Lifelong stigma over having non-coercive sex with girl
The 11-month sentence for a man over sex with a girl under 17 brings the law into sharp focus, writes CAROL COULTER
IN MULLINGAR District Court last week, Judge John Neilan imposed an 11-month sentence on a young man who admitted the offence of sex with a girl under the legal age of consent, which is 17 years. She was 16 and three- quarters when the incident took place, and he was 19. The judge accepted the youth did not know the age of consent was 17, and a consultant psychiatrist told the court it was “a very widely held belief” that the age of consent was 16. The judge adjourned the case for consideration of victim impact and probation reports.
Earlier this year, the Oireachtas Committee on a Children’s Constitutional amendment spent many months discussing the age of consent and the need to have a constitutional amendment to restore the situation whereby sex with a girl under this age was a crime for which there could be no defence. Committee members who backed the idea of a constitutional amendment insisted cases such as that before Judge Neilan would never be prosecuted. The DPP indicated that a prosecution was unlikely in such circumstances.

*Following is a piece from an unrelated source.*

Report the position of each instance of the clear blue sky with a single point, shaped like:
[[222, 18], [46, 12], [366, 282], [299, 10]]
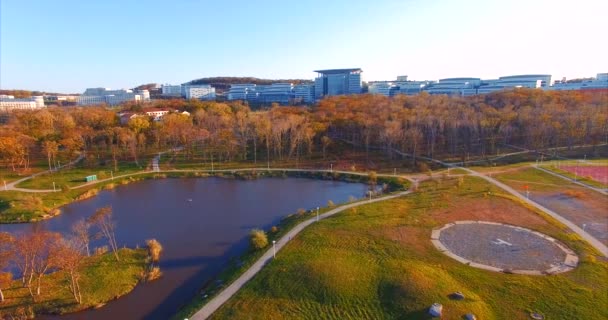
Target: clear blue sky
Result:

Nothing was said in court last week to indicate any element of coercion or violence that would have brought this case to special DPP attention. Nonetheless, his office must have given permission for the prosecution to go ahead.
In this case the judge referred to the fact the girl’s parents did not approve of the relationship, and the young man admitted they “did not have a particular liking” for him. Her father had looked for the girl and come upon the couple, resulting in her being brought to the Garda station and a complaint being made.
Judge Neilan acknowledged the young man thought the age of consent was 16 and said he had “set out fairly and squarely his involvement in the incident”, but drew attention to the fact that he knew the parents did not like him. Before sentencing, he said accused was “strictly on notice that he should have absolutely nothing to do with her”.
The full account of this case, made available to The Irish Times by local reporter Claire O’Brien, shows the judge laid great emphasis on the fact the girl’s parents did not approve of the relationship between her and the young man. Indeed, as a result, he had suggested they not see each other, but the girl had insisted.
Two weeks ago the High Court overturned an adoption order where the birth parents had been 19 and 15 when the sexual relationship began. Yet nowhere in that case was there any hint that there had been a criminal prosecution along the way.
A conviction such as that handed down to the young man in Mullingar, who honestly did not think he was committing a crime and who did not coerce the girl, means he will carry the stigma for life, with huge implications for him. He may be placed on the sex offenders’ register. He will never be able to enter the US and many occupations will be closed to him.
Last February the DPP told the Oireachtas committee his office often came under pressure from parents to bring prosecutions in cases of non-coercive sex between teenagers of similar age. In practice, he said, neither he nor his predecessor prosecuted such cases, and of the cases prosecuted since the introduction of the 2006 Criminal Law (Sexual Offences) Act, there was an age gap of six years or more in almost 85 per cent of the cases.
If the determining factor in the bringing of such cases, and of their outcome in court, is the attitude of parents, it introduces an element of private prosecution at odds with the fundamental principles of our justice system.